Développement de la nourriture transformée
Parmi les causes pouvant expliquer les tendances observées, les auteurs citent en premier lieu l’évolution de l’alimentation, avec une « bascule depuis la nourriture de subsistance et locale vers des denrées commerciales transportées » conduisant à des apports caloriques supérieurs et une consommation plus importante de produits d’origine animale, de sucre et d’huiles dans les pays à revenu faible ou intermédiaire. Ils évoquent aussi le développement de la nourriture transformée, au détriment de produits frais.
L’étude souligne aussi que la mécanisation du travail et des transports favorise la prise de poids. Concernant les enfants et les adolescents, « l’hypothèse a été émise que du temps de loisir occupé par des jeux et du sport ait été remplacé par des activités sédentaires, mais il existe peu de données sur ces tendances », estiment les chercheurs. Quant à l’effet de la pandémie de Covid-19 sur l’obésité, « les données disponibles, provenant surtout de pays riches, indiquent une petite hausse de prévalence », mais « que ces effets soient temporaires ou permanents n’est pas clair ».
« L’obésité est une maladie de l’occidentalisation des modes de vie », commente Olivier Ziegler, professeur au centre hospitalier régional universitaire de Nancy-Brabois (Meurthe-et-Moselle), qui n’a pas participé à cette étude, et juge ses résultats très importants. Cette pathologie « suit aussi une forte trajectoire sociale, qui n’est pas décrite dans cette étude, qui ne montre pas les inégalités au sein de chaque pays », poursuit le spécialiste de l’obésité, qui attend la publication des fiches détaillées par Etat.
A en croire The Lancet, l’Hexagone fait plutôt figure de bon élève : les auteurs évoquent une légère baisse de deux points de pourcentage pour l’obésité chez les Françaises – l’Espagne fait mieux, avec une baisse de 4,6 points –, et une stabilisation chez les hommes. « Sous réserve que ces résultats se confirment, c’est une bombe, estime M. Ziegler, et le signe que le programme nutritionnel français a des effets – alors que les projections internationales tablaient sur une hausse. » Pour M. Branca, l’étiquetage nutritionnel, le souci accordé à l’alimentation scolaire et la promotion de l’activité physique peuvent expliquer cette tendance dans l’Hexagone.

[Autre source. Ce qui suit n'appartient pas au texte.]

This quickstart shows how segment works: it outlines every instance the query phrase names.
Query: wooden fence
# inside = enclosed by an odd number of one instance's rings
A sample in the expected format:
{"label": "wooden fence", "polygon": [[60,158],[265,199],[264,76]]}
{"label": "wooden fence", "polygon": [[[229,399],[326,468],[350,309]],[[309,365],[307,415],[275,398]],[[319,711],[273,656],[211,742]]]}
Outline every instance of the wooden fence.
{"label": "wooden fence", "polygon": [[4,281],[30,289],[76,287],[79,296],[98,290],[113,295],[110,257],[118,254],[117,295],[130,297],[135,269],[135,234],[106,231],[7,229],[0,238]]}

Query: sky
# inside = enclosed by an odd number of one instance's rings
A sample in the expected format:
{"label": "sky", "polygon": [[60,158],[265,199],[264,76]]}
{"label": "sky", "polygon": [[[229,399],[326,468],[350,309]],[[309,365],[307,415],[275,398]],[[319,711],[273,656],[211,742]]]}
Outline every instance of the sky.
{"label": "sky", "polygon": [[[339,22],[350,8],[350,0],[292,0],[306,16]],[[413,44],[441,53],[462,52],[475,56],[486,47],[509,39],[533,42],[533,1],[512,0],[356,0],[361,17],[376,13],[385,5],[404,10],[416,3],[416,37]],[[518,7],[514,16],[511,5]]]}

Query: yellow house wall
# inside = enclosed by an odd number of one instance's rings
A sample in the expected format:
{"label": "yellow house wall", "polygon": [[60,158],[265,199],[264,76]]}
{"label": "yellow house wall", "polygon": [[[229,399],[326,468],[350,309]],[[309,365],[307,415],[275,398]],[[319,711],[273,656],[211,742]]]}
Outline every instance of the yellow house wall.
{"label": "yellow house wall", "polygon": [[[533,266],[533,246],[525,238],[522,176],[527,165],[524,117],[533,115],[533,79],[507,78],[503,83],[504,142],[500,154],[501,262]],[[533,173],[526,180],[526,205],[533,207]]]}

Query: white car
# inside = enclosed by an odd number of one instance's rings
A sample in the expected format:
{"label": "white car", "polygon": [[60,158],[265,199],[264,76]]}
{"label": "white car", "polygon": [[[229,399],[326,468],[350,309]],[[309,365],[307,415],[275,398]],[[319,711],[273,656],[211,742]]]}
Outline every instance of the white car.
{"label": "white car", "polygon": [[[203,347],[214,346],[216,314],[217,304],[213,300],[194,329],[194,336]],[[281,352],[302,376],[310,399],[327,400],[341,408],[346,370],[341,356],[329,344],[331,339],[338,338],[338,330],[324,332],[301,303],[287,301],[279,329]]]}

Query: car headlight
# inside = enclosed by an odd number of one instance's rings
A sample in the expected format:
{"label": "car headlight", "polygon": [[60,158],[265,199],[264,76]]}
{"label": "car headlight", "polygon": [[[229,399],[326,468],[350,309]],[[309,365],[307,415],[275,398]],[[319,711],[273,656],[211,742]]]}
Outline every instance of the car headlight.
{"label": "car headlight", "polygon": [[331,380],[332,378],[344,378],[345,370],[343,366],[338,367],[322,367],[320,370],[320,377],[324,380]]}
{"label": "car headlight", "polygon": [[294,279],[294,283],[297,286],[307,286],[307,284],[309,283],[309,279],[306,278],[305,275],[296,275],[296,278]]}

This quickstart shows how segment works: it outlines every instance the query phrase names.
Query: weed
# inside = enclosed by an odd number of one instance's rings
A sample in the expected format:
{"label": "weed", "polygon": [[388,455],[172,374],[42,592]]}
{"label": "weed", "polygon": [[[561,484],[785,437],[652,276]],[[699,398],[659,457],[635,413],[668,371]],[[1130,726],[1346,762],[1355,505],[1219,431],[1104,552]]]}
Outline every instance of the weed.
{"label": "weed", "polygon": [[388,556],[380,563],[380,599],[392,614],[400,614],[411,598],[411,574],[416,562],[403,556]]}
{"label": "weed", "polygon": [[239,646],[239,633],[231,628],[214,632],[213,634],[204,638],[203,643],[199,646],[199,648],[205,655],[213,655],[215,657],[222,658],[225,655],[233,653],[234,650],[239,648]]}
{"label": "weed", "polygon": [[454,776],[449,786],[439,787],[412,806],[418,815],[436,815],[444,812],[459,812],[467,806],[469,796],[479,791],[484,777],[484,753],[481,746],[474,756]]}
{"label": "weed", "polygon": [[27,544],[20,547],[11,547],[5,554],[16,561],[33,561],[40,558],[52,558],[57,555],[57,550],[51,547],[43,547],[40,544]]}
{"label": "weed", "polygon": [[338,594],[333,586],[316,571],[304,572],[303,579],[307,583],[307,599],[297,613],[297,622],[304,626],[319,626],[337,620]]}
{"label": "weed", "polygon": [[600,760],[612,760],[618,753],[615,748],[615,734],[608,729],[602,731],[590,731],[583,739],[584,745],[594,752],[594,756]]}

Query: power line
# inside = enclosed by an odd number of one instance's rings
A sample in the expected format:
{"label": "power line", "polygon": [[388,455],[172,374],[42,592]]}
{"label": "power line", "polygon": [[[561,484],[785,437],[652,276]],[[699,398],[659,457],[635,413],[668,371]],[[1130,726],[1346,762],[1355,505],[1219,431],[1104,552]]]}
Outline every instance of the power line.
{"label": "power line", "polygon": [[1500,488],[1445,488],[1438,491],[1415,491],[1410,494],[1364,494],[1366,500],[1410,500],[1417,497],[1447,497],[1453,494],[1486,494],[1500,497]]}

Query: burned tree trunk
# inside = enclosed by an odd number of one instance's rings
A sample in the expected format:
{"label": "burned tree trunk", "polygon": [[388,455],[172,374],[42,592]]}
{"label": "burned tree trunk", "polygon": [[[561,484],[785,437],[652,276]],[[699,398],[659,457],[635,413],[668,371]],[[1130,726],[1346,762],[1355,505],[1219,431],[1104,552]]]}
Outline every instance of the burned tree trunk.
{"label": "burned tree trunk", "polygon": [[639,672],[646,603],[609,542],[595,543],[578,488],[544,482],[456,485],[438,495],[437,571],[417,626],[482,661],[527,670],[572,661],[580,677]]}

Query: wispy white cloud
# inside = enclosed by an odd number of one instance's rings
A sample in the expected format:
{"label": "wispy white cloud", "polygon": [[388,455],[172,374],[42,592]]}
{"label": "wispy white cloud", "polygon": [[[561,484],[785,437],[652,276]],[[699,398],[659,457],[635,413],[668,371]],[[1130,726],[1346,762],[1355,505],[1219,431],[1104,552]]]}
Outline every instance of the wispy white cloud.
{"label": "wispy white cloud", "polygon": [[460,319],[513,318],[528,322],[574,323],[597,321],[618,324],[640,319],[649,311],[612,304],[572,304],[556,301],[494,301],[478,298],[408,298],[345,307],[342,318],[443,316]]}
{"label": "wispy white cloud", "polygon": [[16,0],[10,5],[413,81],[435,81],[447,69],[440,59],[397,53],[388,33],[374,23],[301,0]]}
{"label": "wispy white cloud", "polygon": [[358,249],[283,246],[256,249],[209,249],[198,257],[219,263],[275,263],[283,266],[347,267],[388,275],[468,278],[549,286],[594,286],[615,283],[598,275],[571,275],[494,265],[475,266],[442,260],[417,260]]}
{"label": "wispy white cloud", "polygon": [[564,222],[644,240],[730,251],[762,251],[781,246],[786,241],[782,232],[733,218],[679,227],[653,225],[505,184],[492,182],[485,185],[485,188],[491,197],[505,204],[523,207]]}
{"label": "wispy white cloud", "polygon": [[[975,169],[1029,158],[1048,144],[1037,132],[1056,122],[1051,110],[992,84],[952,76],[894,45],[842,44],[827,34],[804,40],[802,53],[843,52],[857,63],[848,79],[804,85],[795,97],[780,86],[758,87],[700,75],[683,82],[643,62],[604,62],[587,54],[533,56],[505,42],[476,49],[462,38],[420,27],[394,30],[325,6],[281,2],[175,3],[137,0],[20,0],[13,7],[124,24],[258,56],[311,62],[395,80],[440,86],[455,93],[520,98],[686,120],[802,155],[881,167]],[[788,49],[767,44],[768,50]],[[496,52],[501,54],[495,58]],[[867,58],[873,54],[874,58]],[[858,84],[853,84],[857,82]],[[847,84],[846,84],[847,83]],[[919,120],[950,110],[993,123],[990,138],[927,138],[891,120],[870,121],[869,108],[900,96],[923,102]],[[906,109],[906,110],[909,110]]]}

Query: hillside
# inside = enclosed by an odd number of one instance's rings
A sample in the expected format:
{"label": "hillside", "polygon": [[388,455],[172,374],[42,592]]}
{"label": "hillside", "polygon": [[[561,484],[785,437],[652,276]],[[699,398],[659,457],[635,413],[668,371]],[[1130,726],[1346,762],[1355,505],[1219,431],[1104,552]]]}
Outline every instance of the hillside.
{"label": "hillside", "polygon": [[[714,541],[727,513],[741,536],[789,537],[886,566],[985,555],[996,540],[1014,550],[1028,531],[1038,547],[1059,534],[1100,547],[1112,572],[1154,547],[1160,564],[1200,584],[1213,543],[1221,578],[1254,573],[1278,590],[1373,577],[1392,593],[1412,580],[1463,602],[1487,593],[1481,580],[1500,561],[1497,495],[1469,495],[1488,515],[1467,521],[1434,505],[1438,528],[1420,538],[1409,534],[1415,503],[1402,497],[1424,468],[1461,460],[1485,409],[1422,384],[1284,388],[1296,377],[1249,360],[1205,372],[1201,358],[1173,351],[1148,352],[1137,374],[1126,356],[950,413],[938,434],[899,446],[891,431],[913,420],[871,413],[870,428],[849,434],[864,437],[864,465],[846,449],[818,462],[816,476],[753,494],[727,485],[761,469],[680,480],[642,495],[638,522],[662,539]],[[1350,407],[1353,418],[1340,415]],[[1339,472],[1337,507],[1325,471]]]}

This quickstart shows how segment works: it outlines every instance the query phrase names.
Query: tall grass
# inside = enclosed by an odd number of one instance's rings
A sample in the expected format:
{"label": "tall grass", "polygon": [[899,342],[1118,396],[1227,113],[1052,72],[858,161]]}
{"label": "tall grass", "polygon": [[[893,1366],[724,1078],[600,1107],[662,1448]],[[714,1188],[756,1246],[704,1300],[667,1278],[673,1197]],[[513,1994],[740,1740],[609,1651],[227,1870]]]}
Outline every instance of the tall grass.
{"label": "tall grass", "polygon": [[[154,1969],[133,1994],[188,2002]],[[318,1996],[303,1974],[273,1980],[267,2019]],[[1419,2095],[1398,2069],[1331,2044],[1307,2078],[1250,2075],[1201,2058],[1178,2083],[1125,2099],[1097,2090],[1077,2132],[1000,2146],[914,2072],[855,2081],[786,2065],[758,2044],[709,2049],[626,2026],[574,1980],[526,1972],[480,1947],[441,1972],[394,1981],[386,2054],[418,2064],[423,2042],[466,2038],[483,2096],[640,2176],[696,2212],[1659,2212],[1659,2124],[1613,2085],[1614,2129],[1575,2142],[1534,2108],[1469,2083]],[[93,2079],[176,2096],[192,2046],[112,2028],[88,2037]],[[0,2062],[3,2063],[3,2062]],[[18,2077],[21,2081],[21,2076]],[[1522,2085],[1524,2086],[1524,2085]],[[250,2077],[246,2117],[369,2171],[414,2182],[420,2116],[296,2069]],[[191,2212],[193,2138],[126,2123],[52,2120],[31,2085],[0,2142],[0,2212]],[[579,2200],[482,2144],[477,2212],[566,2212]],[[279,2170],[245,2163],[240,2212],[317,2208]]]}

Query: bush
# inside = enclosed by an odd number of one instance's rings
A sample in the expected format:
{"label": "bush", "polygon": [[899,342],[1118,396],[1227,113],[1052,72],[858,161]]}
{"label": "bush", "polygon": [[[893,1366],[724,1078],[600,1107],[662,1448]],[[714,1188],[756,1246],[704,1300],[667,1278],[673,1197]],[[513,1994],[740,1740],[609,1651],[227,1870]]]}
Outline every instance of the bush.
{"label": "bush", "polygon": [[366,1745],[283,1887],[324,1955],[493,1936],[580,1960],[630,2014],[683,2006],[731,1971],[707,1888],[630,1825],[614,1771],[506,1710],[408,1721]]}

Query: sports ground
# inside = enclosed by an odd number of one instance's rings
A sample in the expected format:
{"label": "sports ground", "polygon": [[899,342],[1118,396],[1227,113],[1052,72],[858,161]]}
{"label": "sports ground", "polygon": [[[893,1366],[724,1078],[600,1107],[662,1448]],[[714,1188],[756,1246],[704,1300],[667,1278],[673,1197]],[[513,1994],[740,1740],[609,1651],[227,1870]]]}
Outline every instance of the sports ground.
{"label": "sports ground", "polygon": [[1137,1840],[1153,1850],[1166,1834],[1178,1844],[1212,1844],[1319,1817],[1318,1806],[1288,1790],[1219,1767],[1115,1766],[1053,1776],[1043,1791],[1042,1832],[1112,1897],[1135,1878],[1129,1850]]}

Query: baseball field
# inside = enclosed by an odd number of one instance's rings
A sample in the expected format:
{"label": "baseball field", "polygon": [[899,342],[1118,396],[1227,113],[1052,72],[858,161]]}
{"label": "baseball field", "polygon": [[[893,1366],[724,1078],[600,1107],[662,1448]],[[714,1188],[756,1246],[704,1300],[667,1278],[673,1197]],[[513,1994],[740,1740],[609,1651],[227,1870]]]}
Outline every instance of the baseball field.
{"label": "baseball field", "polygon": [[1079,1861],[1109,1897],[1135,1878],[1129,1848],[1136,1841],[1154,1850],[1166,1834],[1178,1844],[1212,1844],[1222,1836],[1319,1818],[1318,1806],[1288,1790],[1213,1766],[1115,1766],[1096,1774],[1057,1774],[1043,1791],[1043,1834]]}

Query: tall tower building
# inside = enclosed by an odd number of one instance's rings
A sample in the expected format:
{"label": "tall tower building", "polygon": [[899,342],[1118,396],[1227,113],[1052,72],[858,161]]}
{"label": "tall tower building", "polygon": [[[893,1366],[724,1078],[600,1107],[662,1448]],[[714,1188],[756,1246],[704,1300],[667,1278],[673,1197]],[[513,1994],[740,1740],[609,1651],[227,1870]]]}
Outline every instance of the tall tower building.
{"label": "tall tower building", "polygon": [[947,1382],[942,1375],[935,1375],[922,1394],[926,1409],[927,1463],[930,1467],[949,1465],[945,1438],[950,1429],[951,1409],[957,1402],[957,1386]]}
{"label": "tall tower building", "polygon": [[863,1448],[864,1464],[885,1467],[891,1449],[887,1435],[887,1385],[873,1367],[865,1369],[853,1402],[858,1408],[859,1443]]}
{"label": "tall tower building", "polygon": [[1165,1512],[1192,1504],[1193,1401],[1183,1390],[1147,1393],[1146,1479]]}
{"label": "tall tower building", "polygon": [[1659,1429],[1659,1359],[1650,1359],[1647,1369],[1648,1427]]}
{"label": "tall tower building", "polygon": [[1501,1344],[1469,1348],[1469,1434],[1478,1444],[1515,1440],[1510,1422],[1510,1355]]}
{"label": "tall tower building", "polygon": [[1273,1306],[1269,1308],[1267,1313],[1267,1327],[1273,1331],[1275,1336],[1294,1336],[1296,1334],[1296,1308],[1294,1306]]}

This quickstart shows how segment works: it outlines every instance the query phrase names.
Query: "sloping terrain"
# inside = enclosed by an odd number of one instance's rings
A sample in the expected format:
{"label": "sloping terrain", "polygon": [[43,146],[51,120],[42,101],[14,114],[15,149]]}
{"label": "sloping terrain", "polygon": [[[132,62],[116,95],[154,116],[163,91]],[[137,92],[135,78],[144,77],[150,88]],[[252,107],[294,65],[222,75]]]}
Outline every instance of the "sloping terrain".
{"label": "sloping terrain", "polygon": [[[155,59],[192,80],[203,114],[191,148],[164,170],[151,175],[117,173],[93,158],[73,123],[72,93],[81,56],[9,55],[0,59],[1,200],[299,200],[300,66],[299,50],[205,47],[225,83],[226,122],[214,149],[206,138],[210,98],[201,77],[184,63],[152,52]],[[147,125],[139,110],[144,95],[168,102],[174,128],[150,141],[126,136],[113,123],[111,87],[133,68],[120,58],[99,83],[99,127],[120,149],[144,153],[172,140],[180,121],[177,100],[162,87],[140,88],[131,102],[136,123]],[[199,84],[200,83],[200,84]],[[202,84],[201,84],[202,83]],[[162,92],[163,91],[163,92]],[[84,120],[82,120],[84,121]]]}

Réguler les publicités, taxer les produits
Mais des données manquent encore pour comprendre l’évolution en France. La dernière grande étude anthropométrique nationale publiée en 2016 – la cohorte Constances, sur plus de 50 000 participants, qui avait alors établi l’obésité à 15 % de la population adulte. Une autre enquête conduite par la Ligue contre l’obésité en 2021 avait conclu à une obésité affectant 17 % des adultes, mais celle-ci était uniquement déclarative. Pour Muriel Coupaye, ancienne présidente de l’Association française d’étude et de recherche sur l’obésité, « on a besoin d’améliorer les données françaises qui sont très parcellaires ».
En matière de lutte contre l’obésité, les pratiques du secteur privé sont un « point très important », selon Francesco Branca. Or, « les politiques publiques ne sont pas assez incisives et très peu de pays restreignent le marketing alimentaire dirigé vers les enfants ». Parmi les initiatives vertueuses, il cite plusieurs pays d’Amérique latine ayant agi pour réguler les publicités, taxer les produits les plus néfastes et afficher les données nutritionnelles sur les emballages, avec des effets visibles sur la consommation.
L’OMS insiste : l’obésité et l’insuffisance pondérale sont bien les deux visages d’un même fardeau, celui de la malnutrition, et des mesures comme la promotion de l’allaitement maternel chez les nourrissons, l’accès à des repas équilibrés par le biais de l’école et la régulation des environnements alimentaires participent à la lutte contre ces deux extrêmes.